L'agrégation pour le recrutement de tous les enseignants du 2nd degré ? (SNES)
Paru dans Scolaire, Justice, Orientation le jeudi 27 août 2026.
Le SNES souhaite que l'agrégation, "repensée, rénovée", soit le niveau de recrutement de tous les enseignants du 2nd degré (collèges et lycées GT, ndlr). Les représentants du syndicat FSU des enseignements de second degré l'a dit ce 27 août à l'occasion de sa conférence de presse de rentrée. Il refuse d'ailleurs que les enseignants soient considérés comme "des automates", des "utilisateurs de guides de bonnes pratiques", ce à quoi conduirait une formation initiale qui ne serait pas "véritablement universitaire". Il dénonce la "pédagogie explicite" présentée comme une méthode validée par la science et donc "indiscutable", alors qu'il en conteste vivement la présentation, comme si elle devait s'imposer comme la seule méthode pour faire réussir les élèves.
Cette conférence a aussi été, pour le SNES, l'occasion de rappeler sa position de fond, "nous défendons l'idée que tous les élèves sont capables de réussir".
Balayant l'actualité,Sophie Vénétitay et Gwénaël Le Paih (secrétaire générale et secrétaire général adjoint) ont souhaité que soit mise en place, dès le niveau L2, une forme de salariat sans contrepartie (sur le modèle des IPES d'autrefois, ndlr), et il demande une revalorisation des salaires pour amener les débuts de carrière à 2 SMIC. Les deux responsables constatent d'autre part que, comme ils l'avaient prévu, le "Pacte" est en train de "mourir de sa belle mort", faute de budget.

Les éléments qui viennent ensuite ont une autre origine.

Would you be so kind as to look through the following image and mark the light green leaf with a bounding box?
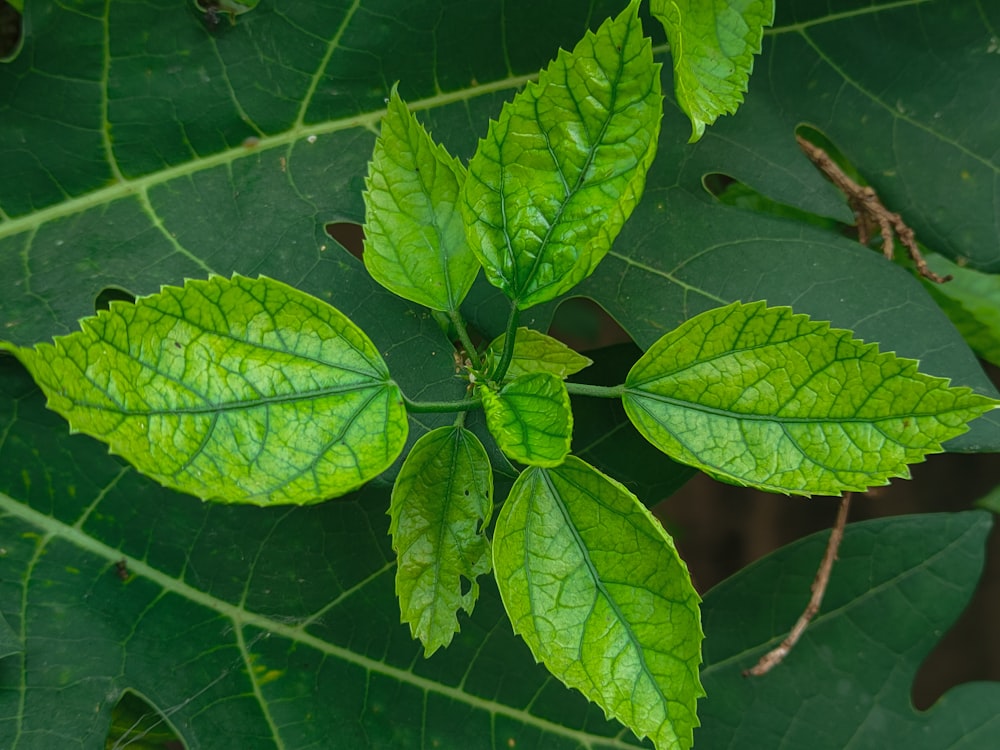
[649,0,774,143]
[462,0,663,309]
[363,88,479,312]
[493,456,704,750]
[389,427,493,656]
[623,302,997,495]
[6,275,408,505]
[487,327,593,380]
[477,372,573,466]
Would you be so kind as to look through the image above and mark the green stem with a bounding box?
[403,395,482,414]
[448,310,483,370]
[490,302,521,383]
[566,383,625,398]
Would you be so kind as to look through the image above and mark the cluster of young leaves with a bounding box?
[7,2,995,747]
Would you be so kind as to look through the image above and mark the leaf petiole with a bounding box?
[566,383,625,398]
[401,394,483,414]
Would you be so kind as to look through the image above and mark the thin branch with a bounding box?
[743,492,852,677]
[795,135,951,284]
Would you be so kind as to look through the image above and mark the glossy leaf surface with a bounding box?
[463,0,663,309]
[623,302,997,495]
[488,327,591,380]
[649,0,774,141]
[477,372,573,466]
[7,276,407,505]
[389,427,493,656]
[364,89,479,311]
[493,456,703,748]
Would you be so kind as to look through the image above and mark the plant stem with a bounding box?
[743,492,853,677]
[490,302,521,383]
[566,383,625,398]
[448,310,483,370]
[403,395,482,414]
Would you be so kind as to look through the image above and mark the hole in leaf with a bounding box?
[94,286,135,312]
[104,690,186,750]
[324,221,365,260]
[549,297,632,352]
[701,172,844,237]
[0,0,24,62]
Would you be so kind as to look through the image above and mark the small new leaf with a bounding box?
[389,427,493,656]
[4,276,408,505]
[649,0,774,143]
[622,302,997,495]
[487,328,593,381]
[493,456,704,750]
[363,88,479,312]
[477,372,573,466]
[462,0,663,310]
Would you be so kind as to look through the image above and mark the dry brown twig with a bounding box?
[743,492,852,677]
[795,135,951,284]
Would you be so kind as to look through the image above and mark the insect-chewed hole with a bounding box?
[104,690,186,750]
[94,286,135,312]
[323,221,365,260]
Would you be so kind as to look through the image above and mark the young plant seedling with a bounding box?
[3,2,996,748]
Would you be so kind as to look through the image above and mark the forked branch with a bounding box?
[795,135,951,284]
[743,492,852,677]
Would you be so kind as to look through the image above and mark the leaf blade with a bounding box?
[6,275,408,505]
[623,302,997,494]
[362,87,479,312]
[649,0,774,143]
[462,0,662,309]
[493,456,703,748]
[388,426,493,657]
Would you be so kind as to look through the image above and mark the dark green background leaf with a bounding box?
[695,511,1000,750]
[0,0,1000,750]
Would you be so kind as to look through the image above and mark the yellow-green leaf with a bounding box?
[462,0,663,309]
[493,456,704,750]
[4,276,408,505]
[623,302,997,495]
[477,372,573,466]
[487,327,593,380]
[363,89,479,312]
[389,427,493,656]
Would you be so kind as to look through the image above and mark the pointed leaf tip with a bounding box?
[462,0,663,309]
[623,302,997,495]
[389,427,493,656]
[18,275,408,505]
[493,456,704,749]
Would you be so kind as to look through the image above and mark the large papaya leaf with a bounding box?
[695,511,1000,750]
[4,276,407,505]
[0,357,643,750]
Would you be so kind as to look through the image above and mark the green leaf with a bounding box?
[0,613,24,659]
[0,358,642,750]
[462,0,663,309]
[389,427,493,656]
[493,456,704,748]
[487,327,592,381]
[477,372,573,466]
[623,302,997,495]
[6,275,407,505]
[696,511,1000,750]
[364,88,479,312]
[649,0,774,143]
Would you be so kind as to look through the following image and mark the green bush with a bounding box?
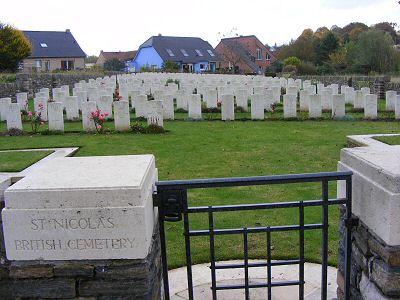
[283,56,301,67]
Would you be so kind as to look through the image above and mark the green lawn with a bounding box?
[0,151,52,172]
[375,136,400,145]
[0,120,400,267]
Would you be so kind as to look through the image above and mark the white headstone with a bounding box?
[203,89,218,108]
[147,100,164,127]
[283,94,297,119]
[386,91,397,111]
[332,94,346,118]
[221,95,235,121]
[17,93,28,111]
[114,100,131,131]
[394,95,400,120]
[250,95,265,120]
[354,91,364,109]
[33,97,48,121]
[236,89,249,111]
[64,96,79,121]
[300,90,310,111]
[0,98,11,121]
[308,94,322,119]
[47,102,64,131]
[135,95,149,118]
[364,94,378,119]
[97,95,113,119]
[82,101,97,131]
[7,103,22,130]
[188,94,202,120]
[163,94,175,120]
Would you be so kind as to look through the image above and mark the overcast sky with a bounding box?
[0,0,400,55]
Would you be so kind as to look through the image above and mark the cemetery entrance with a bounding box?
[154,172,357,299]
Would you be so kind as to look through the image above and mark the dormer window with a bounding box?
[181,49,189,56]
[166,49,175,56]
[207,49,215,57]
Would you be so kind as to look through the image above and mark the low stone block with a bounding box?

Sur la formatio à l'EVARS, ils constatent qu'elle se limite à 3h en distanciel. Sur l'ajout au questionnaire sur le harcèlement d'items relatifs aux violences, notamment sexuelles, ils s'inquiètent de savoir quelles suites pourront leur être données, "et par qui ? Recueillir la parole des victimes, ça ne s'improvise pas. Qui va gérer d'éventuels articles 40 ? Quelles relations avec la justice, déjà débordée ?"

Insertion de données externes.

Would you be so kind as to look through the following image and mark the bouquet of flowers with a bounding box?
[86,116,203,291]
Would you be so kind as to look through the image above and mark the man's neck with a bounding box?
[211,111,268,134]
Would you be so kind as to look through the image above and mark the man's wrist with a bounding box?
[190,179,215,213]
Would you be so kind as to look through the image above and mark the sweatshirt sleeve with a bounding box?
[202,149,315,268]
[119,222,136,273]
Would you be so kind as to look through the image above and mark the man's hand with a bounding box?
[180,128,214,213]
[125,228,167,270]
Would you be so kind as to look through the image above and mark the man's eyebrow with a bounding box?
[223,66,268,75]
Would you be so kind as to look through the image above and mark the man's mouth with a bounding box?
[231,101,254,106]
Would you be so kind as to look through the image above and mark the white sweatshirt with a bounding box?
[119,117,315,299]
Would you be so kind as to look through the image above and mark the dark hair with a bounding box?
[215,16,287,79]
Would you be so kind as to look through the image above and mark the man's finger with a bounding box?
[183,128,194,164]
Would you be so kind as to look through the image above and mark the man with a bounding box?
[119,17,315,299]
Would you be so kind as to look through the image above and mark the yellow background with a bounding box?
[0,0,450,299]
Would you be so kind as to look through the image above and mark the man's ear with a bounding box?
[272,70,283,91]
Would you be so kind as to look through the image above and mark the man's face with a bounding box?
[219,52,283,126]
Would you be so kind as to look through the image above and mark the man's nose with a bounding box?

En ce qui concerne l'expérimentation, dans 18 départements, d'une réflexion commune sur l'offre de formation et la carte scolaire, l'organisation syndicale manque d'informations, mais craint que l'Education nationale soit confrontée aux "décisions unilatérales" des collectivités territoriales.
Le SNES redoute par ailleurs un véritable "plan social" pour les non-titulaires et il estime que l'atmosphère qui prévaut à cette rentrée est "une colère sourde".